The cozy mystery has had a long life, starting perhaps with Agatha Christie's Miss Marple novels. If you re-read them, they're actually much darker than what most people consider to be a cozy mystery today (the television adaptations are more like today's cozies). Yet the elements of what would become the cozy were there beginning back in 1930 and Christie's first Marple book, The Murder at the Vicarage: a small community, a grisly crime (usually committed off-page), and an amateur detective with a talent for human nature or noticing the important little details that the professionals miss (much to their annoyance).
Cozies have "a strong set of characters, a sense of community and you can relax," says Carolyn Haines, Author of the celebrated Sarah Booth Delaney mystery series. "They don't have the 'dread' factor, where you're afraid to turn the page," she says. Many mystery writers - who don't write cozies - "deal honestly with murder; and with people who are very flawed," which aren't what cozies are about. The settings for these cozy mysteries - often small towns - are places where "you become very comfortable," Haines says. "If it's not a place you've lived, it's a place you might want to vacation."
And, of course, a place where there are murders.
In Haines's newest novel, Bone Appetit, Sarah Booth and her friend and fellow PI, Tinkie Bellecase Richmond, take cooking classes at a resort, then get involved with a beauty competition going on there in which contestants are killed. Events both comic and suspenseful ensue as Sarah - and her ghost companion Jitty - work to solve the mystery.
As you can see from Bone Appetit, the presence of a ghost, or perhaps an animal, also marks the cozy. Consider Dog Park Club
, a debut mystery by Cynthia Robinson. It centers on a collection of dog owners who frequent a dog park in Berkeley, Calif., which is a remarkably natural way of introducing quirky characters (and their quirky pets). In Dog Park Club, Max Bravo, an opera singer gets drawn into the circle of local dog-owners while pet-sitting for a friend. When a young pregnant woman, and dog-owner, disappears, he helps to solve the mystery.

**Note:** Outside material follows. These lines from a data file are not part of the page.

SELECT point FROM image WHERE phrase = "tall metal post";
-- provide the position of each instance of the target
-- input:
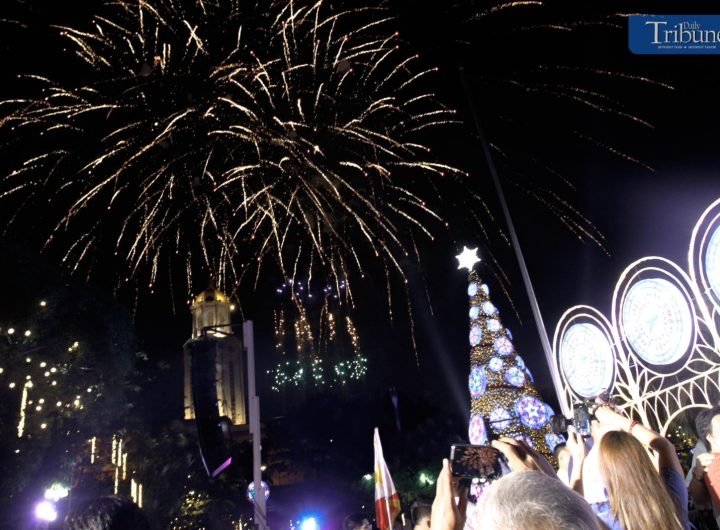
(260, 515)
(544, 340)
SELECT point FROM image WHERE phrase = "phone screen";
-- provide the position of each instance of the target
(477, 462)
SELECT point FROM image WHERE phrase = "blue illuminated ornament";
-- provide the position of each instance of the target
(503, 346)
(515, 376)
(489, 308)
(494, 325)
(500, 419)
(476, 430)
(478, 381)
(531, 411)
(475, 335)
(495, 364)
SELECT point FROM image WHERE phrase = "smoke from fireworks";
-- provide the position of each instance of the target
(225, 134)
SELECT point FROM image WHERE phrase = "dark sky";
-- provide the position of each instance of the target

Campuses are small-towns with even more drama than regular small towns, with their hosts of egocentric academics, eccentric townies and nervous students. For instance, Donna Andrews sets her Meg Langslow mysteries in and around the campus of fictional Caerphilly College. In Stork Raving Mad, Andrews's 12th Meg Langslow mystery, Meg Langslow who, with her professor husband is expecting a new baby, are dealing with a surge of student guests after a heating plant mishap, but their house becomes a crime scene after the murder in their library (shades of Miss Marple) of a cranky member of the English department.
What unites these very different mysteries is the strong sense of place, the sense of belonging - and the sense that someone is doing something to disrupt the cherished calm of a community.

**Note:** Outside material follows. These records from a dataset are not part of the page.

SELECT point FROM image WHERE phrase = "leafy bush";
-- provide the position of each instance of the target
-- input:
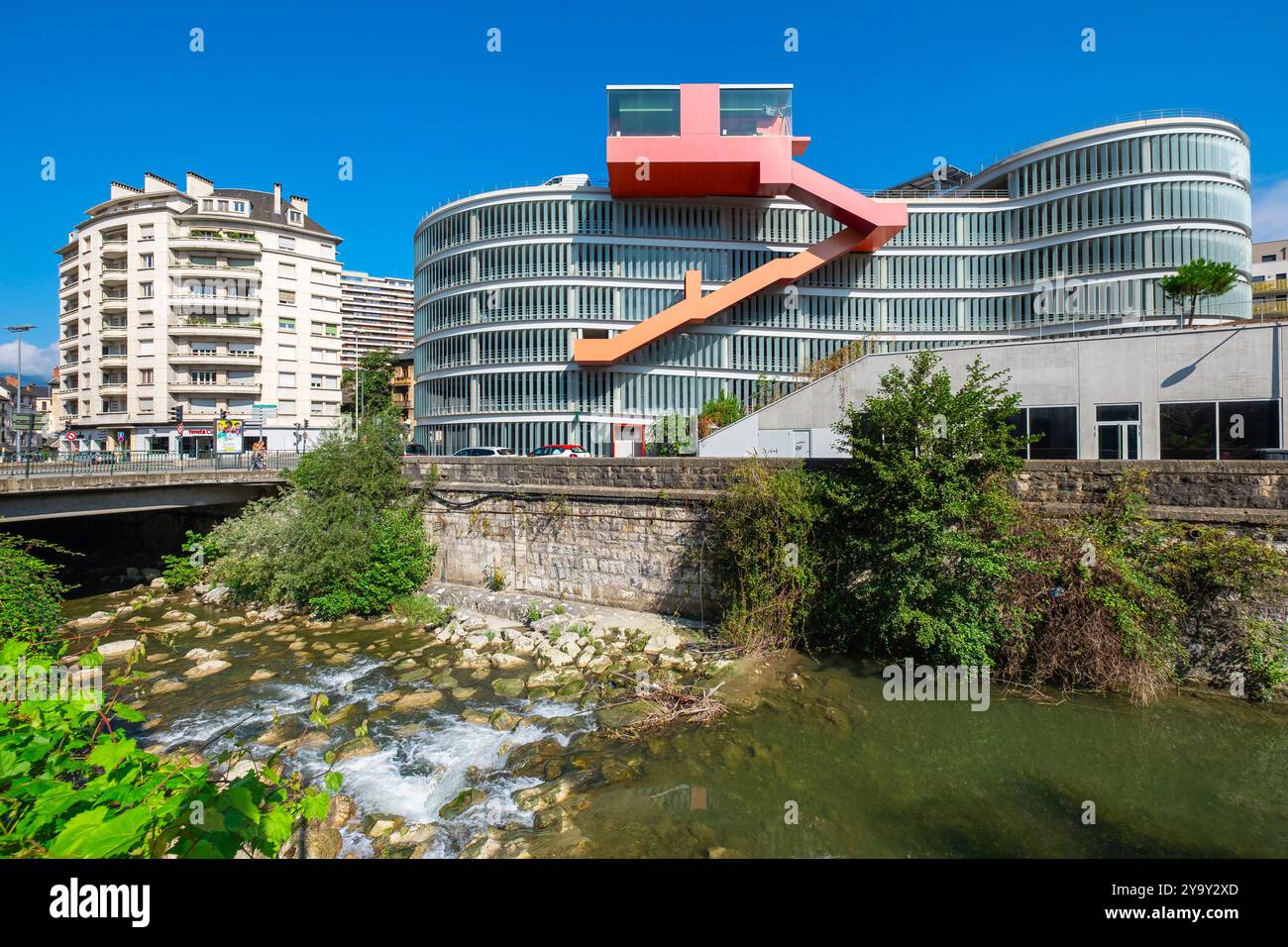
(346, 539)
(421, 611)
(719, 412)
(764, 554)
(31, 594)
(921, 523)
(185, 571)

Of course, cozies wouldn't have remained as popular as they are if the mysteries weren't compelling. "A good cozy, almost any good book, it comes down to characters. And just because you use humor, it doesn't mean you can throw away the plot," says Haines.
And just because they're fanciful, it doesn't mean that cozies ignore the real world. And the real world is sometimes more unbelievable than the fictional one. "I did a book signing one time," Haines says, "and everybody there had a found a body somewhere, or knew someone who had. One of the ladies was telling us about a woman who had severed her husband's head with garden shears and who'd been sent to state penitentiary. They let her out to attend her daughter's debutante debut on her eighteenth birthday. That's perfect cozy fare," Haines says. "But it was real life."